いつもなら、下位互換であるはずの俺の思考なんて容易く読んでいるはずなのに、今は何も見えなくなっているようだ。
いや、あるいは……あえて、見ないようにしているのかな。
「ワタシのプロット通りにいけば、今頃キミは絶望の淵にいるはずだった。腑抜けたメイヒロインであるシホとケンカして、その代わりにクルリが新ヒロインとして台頭し、三角関係にもつれて……誰を選ぶべきなのか、キミは大きな選択を強いられるはずだった」
彼女は語る。
物語に関して饒舌になるのは、いつものことだ。
しかしその口調がいつもより弱々しいせいで、まるで弱音を聞いているような気分になってしまって……胸が、痛かった。
「ビーチに人を引き込んで、閉鎖的な物語に穴をこじ開けた。ここから更に物語を広げるはずだったんだ……必要であれば、リョウマだって呼び寄せる算段も立てていたんだよ? 彼を投入して、更に物語を進める予定だった――はずなのに」
ビーチが開放されたのは、竜崎を登場させるための呼び水だったらしい。
なるほど……よくできたプロットだ。たしかに、あいつがいたら更に物語がややこしくなる。
しぃちゃんとの関係を壊し、胡桃沢さんとの関係を作った後、そんな俺たちを竜崎が見たら……きっと、憤るだろう。しぃちゃんを思って、それから俺の不甲斐なさに腹を立てて、介入してくるはずだ。
そこから派生していけば、もしかしたら竜崎がしぃちゃんへの恋心を思い出す展開も生まれるかもしれない。あるいは、しぃちゃんの幸せを心から思って、今度は彼女の味方となって俺に説教をする、なんてこともできる。
その方が、物語の盛り上がりとしては適している。
でも……現状、そうなり得る気配はなかった。
「……リョウマは、呼んでも来なかった。ユヅキとキラリと別のビーチで遊んでいるらしい」
そんな、ありふれた理由で彼は物語の舞台に上がることを回避した。
この時点で、メアリーさんのプロットは歪んでしまっている。
「まぁ、彼の登場は最悪……海水浴が終わってからでもいい。このイベントで、キミたちの関係性が変化すれば、それからでも遅くない。でも、どうして――」
そして、彼女のプロットが破綻している最大の理由。
その原因は……『俺』だ。
「――どうしてコウタロウは、未だにシホと仲良くできている?」
……俺たちの様子だって、しっかり把握しているのだろう。
メアリーさんが想定するよりも、関係が壊れていないことを知っているみたいだ。
「おかしいよ。ねぇ、コウタロウ……キミなら分かるだろう? 物語が終わるには、しっかりと山場を作らないといけないんだ。それなのに、キミはどうして……ワタシを、裏切った?」
その問いかけが、憎悪を含んでいればまだやりやすかった。
恨みや怒りじゃなくて、彼女が抱いている感情は『悲痛』である。
たぶん、メアリーさんは察している。
それでも知らないふりをして……ううん、違う。直視しないように目を背けて、わずかな可能性にかけているんだ。

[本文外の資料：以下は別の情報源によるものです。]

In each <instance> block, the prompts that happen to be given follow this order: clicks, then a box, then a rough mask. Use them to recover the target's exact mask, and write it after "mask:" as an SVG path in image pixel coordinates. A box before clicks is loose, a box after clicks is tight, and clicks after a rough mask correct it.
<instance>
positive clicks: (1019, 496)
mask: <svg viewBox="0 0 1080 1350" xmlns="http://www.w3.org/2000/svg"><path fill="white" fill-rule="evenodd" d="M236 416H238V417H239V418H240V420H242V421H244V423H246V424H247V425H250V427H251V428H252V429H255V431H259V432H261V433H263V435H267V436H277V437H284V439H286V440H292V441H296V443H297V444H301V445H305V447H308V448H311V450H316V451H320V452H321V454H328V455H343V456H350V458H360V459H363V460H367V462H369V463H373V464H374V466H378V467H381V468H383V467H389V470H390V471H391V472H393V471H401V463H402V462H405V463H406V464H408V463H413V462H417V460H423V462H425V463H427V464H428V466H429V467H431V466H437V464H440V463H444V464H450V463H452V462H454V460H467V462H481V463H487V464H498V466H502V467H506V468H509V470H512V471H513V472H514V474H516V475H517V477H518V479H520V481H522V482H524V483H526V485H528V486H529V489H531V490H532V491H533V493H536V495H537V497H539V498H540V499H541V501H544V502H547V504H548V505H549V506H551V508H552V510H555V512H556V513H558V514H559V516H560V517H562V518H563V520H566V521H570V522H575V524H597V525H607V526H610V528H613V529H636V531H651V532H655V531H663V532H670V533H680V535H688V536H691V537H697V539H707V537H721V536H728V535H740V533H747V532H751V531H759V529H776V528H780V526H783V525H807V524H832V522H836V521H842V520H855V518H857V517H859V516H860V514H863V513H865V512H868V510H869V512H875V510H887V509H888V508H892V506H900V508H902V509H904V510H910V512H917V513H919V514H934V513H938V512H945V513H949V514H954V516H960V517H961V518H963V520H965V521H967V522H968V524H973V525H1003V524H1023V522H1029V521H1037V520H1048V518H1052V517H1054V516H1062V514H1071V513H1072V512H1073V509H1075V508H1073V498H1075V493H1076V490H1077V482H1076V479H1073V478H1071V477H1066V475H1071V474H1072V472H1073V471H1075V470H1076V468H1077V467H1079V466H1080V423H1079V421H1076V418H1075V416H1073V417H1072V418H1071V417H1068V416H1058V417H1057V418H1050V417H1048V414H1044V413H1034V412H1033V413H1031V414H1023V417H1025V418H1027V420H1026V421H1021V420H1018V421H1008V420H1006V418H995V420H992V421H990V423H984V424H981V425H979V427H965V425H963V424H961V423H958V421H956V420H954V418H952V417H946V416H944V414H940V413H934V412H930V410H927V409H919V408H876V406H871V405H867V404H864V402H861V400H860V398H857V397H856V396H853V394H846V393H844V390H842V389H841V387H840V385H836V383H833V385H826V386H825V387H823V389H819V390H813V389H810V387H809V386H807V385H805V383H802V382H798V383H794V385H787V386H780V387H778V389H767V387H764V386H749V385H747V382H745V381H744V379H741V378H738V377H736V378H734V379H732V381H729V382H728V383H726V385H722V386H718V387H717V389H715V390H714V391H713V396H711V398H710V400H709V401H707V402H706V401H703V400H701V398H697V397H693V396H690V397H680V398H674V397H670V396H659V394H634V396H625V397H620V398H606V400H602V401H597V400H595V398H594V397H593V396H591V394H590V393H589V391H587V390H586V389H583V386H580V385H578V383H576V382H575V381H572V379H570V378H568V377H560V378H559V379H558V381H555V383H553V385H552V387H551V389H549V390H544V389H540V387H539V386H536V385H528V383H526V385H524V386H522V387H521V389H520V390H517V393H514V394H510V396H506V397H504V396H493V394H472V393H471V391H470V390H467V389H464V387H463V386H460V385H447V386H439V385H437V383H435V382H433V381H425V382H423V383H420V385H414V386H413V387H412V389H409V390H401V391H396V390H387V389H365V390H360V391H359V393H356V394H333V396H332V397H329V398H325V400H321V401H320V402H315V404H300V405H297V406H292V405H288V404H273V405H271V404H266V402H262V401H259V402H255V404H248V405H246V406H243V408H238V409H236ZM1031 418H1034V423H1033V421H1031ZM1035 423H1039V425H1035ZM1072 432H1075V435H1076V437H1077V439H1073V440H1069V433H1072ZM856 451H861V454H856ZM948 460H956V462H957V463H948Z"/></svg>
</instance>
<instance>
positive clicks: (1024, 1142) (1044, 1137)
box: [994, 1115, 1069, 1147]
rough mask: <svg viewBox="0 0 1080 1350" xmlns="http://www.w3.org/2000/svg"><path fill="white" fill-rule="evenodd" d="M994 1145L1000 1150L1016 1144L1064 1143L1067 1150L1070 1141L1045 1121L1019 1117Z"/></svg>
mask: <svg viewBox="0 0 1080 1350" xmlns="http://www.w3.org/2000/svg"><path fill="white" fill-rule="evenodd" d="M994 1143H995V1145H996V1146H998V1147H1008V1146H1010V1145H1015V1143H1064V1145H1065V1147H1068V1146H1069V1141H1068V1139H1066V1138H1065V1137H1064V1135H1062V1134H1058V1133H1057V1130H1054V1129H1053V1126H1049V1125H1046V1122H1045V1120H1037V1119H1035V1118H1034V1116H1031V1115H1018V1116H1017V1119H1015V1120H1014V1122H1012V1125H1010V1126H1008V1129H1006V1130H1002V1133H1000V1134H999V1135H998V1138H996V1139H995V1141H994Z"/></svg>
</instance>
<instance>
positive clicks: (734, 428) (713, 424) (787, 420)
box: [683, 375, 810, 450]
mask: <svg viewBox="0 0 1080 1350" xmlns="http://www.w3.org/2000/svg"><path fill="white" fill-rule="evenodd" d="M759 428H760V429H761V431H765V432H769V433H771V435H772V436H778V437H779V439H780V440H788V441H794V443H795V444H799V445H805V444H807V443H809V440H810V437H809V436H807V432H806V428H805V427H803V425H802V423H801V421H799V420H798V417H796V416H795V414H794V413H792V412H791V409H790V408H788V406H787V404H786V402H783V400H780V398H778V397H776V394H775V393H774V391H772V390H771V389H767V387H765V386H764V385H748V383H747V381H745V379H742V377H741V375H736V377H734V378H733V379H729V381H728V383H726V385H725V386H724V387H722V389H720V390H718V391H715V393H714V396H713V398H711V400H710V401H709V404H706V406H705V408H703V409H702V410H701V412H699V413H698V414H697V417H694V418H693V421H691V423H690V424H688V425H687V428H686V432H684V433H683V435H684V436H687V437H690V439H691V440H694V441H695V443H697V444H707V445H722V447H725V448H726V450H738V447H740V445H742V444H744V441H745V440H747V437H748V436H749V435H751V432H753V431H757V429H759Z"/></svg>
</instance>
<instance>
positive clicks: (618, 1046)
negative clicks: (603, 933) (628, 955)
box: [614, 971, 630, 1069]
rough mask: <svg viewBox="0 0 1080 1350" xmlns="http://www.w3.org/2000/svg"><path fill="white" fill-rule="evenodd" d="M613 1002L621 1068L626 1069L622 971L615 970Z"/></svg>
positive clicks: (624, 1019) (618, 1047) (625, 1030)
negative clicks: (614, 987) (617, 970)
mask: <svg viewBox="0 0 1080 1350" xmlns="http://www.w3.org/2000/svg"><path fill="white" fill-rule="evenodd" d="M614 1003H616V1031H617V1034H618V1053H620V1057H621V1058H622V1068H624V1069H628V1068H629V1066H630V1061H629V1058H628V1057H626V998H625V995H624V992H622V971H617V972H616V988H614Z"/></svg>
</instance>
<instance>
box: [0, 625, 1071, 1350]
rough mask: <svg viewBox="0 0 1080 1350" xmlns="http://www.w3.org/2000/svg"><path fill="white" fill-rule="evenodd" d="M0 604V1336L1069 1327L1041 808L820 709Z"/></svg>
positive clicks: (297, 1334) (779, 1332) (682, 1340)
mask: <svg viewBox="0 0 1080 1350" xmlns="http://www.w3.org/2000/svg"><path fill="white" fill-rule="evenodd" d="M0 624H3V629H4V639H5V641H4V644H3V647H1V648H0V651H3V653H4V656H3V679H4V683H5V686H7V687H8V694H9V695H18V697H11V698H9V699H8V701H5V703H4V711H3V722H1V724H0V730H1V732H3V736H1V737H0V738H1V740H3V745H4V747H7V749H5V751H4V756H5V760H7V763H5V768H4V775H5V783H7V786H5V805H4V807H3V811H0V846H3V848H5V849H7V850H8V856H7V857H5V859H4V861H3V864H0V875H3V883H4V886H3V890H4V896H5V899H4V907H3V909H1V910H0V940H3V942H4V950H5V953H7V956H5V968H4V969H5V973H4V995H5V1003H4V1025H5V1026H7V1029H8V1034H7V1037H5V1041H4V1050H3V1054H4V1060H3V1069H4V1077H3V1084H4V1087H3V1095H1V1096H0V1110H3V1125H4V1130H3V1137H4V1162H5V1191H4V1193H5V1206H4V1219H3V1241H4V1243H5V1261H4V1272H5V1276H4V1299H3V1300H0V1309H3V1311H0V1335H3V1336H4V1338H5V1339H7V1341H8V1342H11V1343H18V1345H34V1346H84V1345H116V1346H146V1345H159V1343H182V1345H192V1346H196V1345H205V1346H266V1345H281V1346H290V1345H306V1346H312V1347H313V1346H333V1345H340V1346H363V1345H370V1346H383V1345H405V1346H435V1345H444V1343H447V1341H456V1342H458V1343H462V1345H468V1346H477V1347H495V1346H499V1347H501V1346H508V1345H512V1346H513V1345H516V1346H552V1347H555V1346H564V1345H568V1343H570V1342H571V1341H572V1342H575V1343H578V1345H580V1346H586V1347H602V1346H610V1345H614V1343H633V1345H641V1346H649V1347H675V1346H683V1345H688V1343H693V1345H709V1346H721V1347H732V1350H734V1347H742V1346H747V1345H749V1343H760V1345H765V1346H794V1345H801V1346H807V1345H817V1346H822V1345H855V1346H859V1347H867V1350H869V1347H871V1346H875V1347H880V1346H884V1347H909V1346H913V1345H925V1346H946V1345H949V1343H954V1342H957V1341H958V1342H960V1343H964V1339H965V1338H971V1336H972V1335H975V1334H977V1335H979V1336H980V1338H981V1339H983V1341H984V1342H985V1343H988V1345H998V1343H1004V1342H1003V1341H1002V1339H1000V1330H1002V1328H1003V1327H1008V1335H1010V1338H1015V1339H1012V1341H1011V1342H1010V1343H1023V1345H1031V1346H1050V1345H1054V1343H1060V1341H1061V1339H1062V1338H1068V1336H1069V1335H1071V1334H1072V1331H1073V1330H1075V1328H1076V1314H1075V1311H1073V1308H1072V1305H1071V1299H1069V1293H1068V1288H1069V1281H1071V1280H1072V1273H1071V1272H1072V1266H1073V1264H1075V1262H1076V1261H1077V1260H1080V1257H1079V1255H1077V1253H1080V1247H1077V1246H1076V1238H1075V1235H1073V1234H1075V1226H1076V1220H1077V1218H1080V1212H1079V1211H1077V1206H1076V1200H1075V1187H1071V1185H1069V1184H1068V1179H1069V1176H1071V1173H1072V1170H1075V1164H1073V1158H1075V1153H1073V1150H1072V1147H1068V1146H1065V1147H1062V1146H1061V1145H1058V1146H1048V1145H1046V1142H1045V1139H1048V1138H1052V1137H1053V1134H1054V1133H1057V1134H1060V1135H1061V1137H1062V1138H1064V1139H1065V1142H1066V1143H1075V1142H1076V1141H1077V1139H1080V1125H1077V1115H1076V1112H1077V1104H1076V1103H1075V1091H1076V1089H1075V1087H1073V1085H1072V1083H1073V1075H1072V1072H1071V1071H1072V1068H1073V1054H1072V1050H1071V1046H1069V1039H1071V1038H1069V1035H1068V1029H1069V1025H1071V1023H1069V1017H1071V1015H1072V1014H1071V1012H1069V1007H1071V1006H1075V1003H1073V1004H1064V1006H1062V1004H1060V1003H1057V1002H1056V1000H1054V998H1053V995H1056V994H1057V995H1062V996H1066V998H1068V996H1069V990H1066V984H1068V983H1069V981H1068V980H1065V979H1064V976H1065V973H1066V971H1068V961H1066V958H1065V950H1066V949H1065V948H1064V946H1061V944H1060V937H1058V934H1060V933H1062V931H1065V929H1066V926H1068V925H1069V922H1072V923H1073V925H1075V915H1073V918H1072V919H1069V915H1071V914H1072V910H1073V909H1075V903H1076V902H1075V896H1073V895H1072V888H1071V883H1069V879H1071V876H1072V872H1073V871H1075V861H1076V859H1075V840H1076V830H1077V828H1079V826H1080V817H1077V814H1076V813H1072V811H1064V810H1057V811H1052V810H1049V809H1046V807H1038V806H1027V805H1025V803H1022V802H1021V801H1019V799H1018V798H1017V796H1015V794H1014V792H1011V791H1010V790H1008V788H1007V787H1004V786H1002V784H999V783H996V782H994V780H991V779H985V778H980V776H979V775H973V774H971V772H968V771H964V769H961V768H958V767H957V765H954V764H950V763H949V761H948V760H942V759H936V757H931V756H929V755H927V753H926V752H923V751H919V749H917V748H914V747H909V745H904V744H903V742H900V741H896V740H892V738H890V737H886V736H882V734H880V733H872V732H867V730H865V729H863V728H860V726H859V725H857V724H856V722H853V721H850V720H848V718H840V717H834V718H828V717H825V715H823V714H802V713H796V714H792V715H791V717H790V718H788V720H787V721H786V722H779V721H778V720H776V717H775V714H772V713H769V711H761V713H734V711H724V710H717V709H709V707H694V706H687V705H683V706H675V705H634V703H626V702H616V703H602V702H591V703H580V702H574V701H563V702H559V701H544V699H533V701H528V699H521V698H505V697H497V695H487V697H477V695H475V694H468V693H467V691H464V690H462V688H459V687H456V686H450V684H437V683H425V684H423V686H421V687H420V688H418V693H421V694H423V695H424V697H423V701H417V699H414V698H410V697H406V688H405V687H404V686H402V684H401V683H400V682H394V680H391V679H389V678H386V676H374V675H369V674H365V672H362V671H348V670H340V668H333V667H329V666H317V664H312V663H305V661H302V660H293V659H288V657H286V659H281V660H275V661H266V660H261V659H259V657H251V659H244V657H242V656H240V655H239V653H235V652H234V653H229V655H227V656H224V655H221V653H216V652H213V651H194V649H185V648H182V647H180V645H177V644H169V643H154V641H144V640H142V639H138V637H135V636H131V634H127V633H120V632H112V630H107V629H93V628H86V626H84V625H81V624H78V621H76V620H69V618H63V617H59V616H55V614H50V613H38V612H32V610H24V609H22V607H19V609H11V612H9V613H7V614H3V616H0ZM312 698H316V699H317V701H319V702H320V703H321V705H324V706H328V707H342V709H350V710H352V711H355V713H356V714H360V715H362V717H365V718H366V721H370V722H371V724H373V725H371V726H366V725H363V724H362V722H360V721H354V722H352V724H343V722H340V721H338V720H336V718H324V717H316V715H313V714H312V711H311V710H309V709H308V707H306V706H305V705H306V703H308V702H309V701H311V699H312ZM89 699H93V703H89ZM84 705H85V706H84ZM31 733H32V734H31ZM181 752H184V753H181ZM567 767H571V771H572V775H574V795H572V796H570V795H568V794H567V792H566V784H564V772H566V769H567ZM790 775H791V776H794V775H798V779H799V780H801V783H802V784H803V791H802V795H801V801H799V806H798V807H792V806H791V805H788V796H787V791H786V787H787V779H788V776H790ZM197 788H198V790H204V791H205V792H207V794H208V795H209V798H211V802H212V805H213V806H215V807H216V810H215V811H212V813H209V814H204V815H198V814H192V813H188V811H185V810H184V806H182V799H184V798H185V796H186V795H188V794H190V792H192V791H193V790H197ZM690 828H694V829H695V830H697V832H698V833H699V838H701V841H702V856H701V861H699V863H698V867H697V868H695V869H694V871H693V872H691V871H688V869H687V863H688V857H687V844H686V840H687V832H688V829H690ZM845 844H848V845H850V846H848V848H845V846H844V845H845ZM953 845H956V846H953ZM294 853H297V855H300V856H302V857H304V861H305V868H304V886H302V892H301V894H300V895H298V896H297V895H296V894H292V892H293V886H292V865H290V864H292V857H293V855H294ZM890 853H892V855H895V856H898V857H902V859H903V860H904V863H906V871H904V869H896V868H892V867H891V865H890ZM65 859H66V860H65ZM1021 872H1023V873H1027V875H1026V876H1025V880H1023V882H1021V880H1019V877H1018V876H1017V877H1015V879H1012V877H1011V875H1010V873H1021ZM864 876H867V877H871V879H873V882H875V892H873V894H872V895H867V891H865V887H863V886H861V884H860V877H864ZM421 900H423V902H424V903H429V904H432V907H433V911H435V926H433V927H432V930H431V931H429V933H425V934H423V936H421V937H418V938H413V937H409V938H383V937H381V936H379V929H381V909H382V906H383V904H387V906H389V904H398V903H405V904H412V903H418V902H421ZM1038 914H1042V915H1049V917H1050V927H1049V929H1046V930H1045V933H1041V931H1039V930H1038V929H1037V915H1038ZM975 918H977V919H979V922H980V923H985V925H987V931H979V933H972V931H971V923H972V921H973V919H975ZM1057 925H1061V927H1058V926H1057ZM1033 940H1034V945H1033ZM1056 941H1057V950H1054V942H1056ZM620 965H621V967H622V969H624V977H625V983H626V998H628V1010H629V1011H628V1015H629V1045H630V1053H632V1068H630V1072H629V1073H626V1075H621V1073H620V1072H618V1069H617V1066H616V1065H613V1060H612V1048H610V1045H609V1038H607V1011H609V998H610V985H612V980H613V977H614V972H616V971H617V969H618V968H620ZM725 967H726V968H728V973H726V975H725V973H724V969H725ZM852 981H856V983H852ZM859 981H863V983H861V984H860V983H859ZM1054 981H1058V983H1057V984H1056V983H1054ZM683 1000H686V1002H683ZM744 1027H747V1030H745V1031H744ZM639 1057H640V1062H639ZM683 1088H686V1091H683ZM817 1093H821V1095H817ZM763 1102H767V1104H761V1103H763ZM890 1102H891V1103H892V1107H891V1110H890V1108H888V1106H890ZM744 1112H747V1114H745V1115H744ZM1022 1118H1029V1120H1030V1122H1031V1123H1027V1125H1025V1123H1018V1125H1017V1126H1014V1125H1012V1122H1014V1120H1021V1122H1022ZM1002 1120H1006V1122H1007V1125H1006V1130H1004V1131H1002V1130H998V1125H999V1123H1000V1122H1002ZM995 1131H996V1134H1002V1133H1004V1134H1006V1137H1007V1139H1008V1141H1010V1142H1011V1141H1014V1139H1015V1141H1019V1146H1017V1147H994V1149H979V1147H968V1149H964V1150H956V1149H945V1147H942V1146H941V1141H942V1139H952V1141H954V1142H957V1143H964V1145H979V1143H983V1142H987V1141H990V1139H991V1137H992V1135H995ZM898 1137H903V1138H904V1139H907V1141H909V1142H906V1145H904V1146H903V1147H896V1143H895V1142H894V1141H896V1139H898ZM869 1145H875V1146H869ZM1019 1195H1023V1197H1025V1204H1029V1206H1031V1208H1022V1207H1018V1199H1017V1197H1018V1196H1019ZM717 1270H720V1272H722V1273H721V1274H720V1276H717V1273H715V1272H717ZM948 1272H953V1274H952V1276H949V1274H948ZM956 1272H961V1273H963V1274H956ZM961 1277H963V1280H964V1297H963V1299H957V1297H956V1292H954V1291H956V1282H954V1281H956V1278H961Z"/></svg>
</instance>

「もしかして『覚醒』でもしたのかい? ワタシを超えるシナリオが、キミの中にはあるんろう? だからワタシの想定しない出来事ばかり起きているんだろう? ねぇ、コウタロウ……そうなんだよね??」
俺が、彼女を超えた可能性を。
メアリーさんの理解が及ばない存在へと昇華したという、有り得ない幻想を見ようとしている。